何だろうとシオンが思っていると、先頭の男がブツブツと何かを唱える。すると、正面の何もない空間に裂け目が発生した。
(おー……凄いな……)
僅かに目を丸くさせながらシオンは感嘆する。どのような仕組みなのか欠片も分からないが、これがエルフの大森林を守ってきたのだろう。独りでに頷きながら、シオンは十二人のエルフとスーティアに続いて裂け目の中に入った。
裂け目の中は暗い洞窟の中だ。壁面には一定間隔で魔道具の灯りが設置されている。

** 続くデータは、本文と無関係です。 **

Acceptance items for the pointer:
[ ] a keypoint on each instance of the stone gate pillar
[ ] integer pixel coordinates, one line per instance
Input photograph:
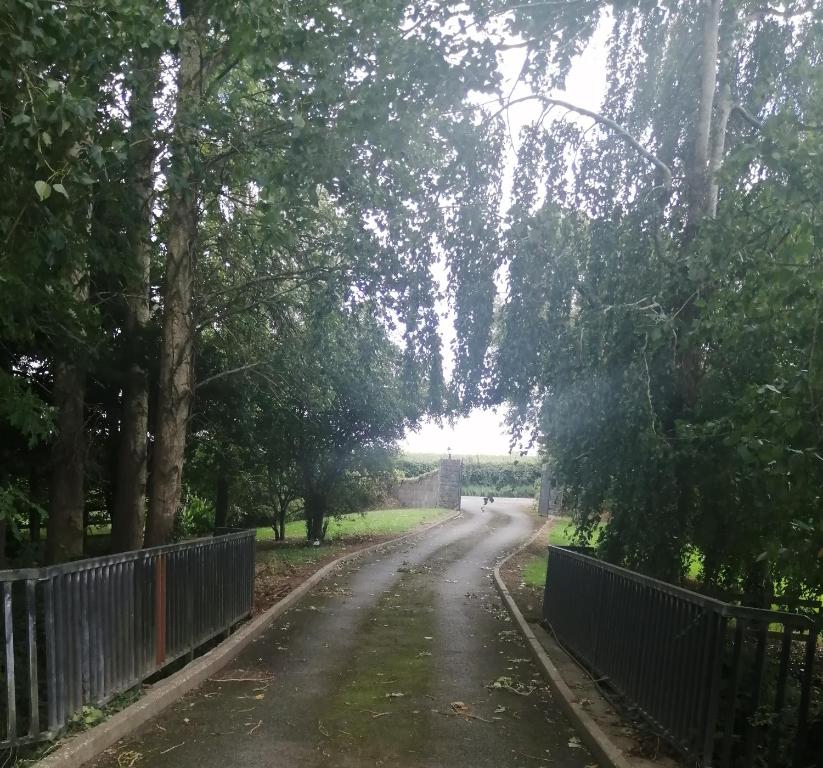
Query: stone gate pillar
(451, 479)
(545, 501)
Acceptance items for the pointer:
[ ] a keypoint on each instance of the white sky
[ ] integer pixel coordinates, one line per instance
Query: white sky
(483, 432)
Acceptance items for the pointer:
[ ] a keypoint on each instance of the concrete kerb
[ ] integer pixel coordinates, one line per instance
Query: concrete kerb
(607, 753)
(84, 747)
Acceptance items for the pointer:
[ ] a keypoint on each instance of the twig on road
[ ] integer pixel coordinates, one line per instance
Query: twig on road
(259, 723)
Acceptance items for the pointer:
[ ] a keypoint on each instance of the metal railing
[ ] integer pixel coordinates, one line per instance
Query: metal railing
(724, 684)
(80, 633)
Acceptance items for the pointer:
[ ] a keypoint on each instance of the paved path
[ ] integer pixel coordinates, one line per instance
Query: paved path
(405, 658)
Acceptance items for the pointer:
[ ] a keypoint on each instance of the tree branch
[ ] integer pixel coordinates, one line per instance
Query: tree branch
(747, 116)
(230, 372)
(609, 123)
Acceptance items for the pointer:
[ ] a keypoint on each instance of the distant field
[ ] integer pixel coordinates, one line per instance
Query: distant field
(473, 458)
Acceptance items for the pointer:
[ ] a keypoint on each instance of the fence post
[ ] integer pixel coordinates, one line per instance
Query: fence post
(160, 608)
(11, 732)
(713, 708)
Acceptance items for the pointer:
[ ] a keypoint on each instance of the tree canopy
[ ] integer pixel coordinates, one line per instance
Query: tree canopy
(660, 331)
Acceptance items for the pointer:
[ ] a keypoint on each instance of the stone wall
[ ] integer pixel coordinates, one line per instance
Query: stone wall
(419, 491)
(438, 488)
(551, 497)
(451, 479)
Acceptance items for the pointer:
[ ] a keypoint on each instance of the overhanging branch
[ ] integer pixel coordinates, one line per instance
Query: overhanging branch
(609, 123)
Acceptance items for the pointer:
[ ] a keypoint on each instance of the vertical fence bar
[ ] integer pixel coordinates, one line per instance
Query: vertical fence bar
(34, 694)
(52, 692)
(11, 699)
(806, 692)
(160, 609)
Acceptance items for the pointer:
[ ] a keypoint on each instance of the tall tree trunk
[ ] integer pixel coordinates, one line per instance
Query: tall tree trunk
(176, 355)
(221, 507)
(3, 559)
(315, 505)
(67, 492)
(35, 485)
(129, 517)
(699, 175)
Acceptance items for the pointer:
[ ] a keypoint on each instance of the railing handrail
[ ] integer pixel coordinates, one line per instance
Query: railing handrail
(728, 610)
(48, 571)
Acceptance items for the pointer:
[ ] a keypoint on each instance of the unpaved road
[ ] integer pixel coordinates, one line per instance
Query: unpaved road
(404, 658)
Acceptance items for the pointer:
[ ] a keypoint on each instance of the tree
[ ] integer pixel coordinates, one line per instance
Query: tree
(652, 252)
(344, 409)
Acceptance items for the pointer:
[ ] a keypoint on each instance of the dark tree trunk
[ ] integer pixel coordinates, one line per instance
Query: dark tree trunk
(315, 514)
(3, 560)
(221, 506)
(67, 492)
(281, 515)
(129, 518)
(175, 385)
(34, 524)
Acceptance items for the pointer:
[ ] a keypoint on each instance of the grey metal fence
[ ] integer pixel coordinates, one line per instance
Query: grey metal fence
(725, 684)
(80, 633)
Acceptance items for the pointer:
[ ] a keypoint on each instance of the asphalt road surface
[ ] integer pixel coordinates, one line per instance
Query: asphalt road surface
(405, 657)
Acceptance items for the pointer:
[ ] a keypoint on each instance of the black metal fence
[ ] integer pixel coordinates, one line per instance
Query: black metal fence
(80, 633)
(725, 684)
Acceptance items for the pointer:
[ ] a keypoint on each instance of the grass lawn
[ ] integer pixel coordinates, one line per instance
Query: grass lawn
(342, 533)
(534, 570)
(380, 522)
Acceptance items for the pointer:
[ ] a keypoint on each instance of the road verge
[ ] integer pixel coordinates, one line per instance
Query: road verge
(607, 753)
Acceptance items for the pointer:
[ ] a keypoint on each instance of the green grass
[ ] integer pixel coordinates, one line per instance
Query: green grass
(282, 557)
(533, 572)
(379, 522)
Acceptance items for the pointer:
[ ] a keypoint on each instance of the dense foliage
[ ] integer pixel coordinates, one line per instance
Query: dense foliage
(189, 188)
(661, 330)
(483, 475)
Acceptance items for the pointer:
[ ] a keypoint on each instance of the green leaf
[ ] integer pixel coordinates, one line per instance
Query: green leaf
(43, 189)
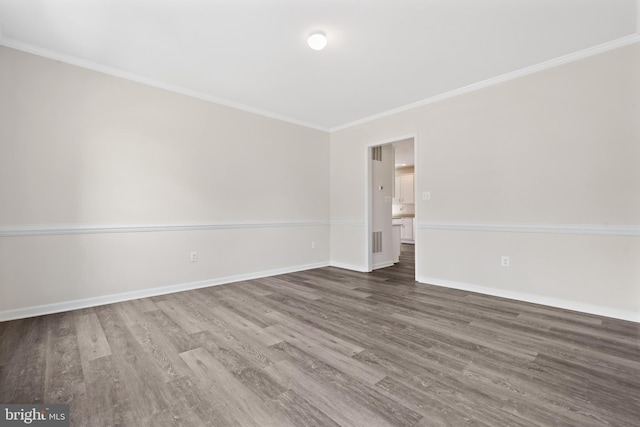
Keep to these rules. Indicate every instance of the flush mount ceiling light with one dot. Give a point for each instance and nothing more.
(317, 41)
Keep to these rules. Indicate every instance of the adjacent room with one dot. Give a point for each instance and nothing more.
(320, 213)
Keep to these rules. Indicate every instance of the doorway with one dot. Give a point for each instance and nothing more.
(391, 203)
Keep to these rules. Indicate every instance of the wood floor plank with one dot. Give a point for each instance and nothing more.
(64, 380)
(327, 347)
(241, 404)
(91, 340)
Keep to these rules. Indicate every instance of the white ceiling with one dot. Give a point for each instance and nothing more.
(382, 54)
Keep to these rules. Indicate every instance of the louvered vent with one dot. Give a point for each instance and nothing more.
(376, 244)
(376, 153)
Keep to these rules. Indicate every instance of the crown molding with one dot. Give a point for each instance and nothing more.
(591, 51)
(72, 60)
(572, 57)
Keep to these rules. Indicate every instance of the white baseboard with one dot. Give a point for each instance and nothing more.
(384, 264)
(39, 310)
(346, 266)
(535, 299)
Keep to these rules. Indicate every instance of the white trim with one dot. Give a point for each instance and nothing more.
(346, 266)
(54, 230)
(36, 50)
(58, 307)
(384, 264)
(535, 299)
(583, 229)
(346, 224)
(575, 56)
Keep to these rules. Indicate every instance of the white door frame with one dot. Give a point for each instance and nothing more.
(368, 197)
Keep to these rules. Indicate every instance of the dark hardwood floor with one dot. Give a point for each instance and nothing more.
(326, 347)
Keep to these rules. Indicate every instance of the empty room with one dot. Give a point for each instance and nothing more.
(320, 213)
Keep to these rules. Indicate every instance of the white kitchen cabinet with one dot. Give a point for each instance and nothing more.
(404, 189)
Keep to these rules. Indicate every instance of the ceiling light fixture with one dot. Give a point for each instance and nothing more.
(317, 41)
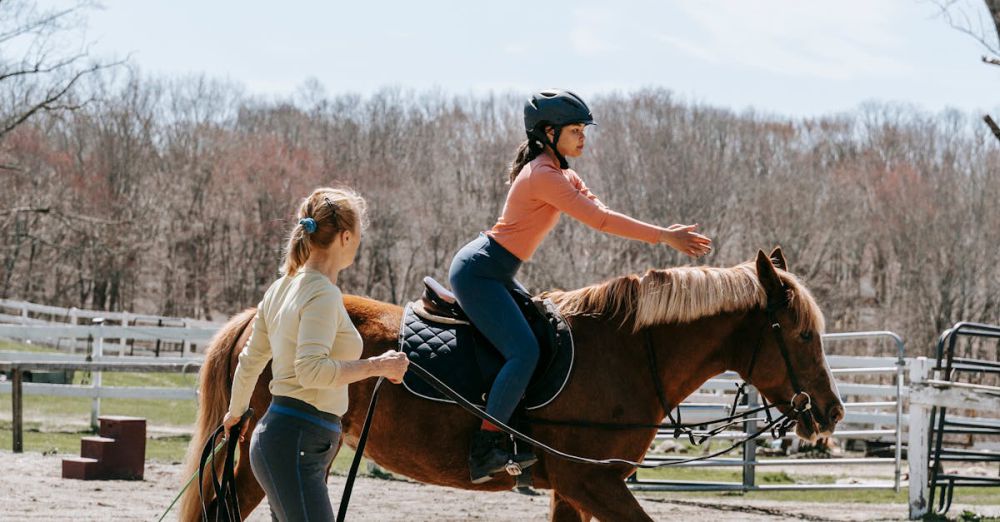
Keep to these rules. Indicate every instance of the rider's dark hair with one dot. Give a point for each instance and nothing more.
(528, 150)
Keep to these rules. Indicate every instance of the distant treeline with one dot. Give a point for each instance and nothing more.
(174, 197)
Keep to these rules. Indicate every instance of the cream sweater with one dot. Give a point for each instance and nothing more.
(303, 327)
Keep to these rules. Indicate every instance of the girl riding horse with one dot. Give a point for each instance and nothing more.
(542, 186)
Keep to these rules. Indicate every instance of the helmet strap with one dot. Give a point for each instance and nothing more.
(541, 136)
(562, 161)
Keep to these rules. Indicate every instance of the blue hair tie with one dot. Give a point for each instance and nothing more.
(309, 224)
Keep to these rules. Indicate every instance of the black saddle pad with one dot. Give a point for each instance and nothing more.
(457, 354)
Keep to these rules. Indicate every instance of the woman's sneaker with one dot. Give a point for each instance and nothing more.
(488, 456)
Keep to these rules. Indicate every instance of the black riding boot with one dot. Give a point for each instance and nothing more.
(488, 456)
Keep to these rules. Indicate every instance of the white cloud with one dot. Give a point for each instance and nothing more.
(593, 32)
(834, 40)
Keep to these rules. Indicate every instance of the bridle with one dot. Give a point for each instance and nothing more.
(800, 404)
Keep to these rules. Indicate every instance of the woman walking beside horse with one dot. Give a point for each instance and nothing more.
(303, 329)
(542, 186)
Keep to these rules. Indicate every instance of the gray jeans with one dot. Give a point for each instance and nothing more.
(290, 451)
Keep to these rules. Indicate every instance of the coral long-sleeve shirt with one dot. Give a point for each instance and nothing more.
(537, 197)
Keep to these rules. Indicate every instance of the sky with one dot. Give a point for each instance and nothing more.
(782, 57)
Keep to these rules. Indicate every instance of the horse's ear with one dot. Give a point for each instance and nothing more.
(778, 259)
(768, 276)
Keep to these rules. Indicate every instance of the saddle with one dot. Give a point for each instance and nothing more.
(437, 335)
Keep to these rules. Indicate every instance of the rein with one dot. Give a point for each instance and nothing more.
(778, 429)
(227, 505)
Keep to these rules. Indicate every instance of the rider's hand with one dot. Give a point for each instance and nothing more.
(685, 240)
(392, 365)
(229, 421)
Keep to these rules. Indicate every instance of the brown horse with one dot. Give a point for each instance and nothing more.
(701, 322)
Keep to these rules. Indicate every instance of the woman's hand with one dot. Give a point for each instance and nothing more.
(392, 365)
(685, 240)
(229, 421)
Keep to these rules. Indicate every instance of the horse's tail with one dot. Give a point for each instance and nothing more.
(213, 397)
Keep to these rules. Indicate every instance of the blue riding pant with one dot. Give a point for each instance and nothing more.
(290, 451)
(482, 274)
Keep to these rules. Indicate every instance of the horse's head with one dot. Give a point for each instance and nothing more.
(789, 367)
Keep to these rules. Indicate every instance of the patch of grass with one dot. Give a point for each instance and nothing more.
(12, 346)
(975, 496)
(168, 449)
(71, 411)
(713, 475)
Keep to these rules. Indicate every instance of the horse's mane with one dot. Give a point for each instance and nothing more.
(681, 295)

なんだか不気味な通路だなとシオンは思った。
洞窟特有のひんやりとした空気を肌に触れさせながら歩く。やがて先に光が見えて、遂に洞窟から抜け出した。
「おお……」
シオンの口から声が零れる。
葉や枝の間から差し込む光。
より澄んでいる空気。
一段と高い魔力濃度。
自然と調和する形の住居。
遊んでいるエルフの子供……。
「どうじゃ。すごいじゃろ?」
スーティアは得意気そうな顔をシオンに向ける。他の十二人のエルフも心なしか得意気そうだった。
だが……確かに凄い。
何というか、落ち着くのだ。
「うん。凄いね。驚いたよ」
シオンの言葉はありきたりなものだ。
「ふふんっ」
しかし、スーティアは満足そうだった。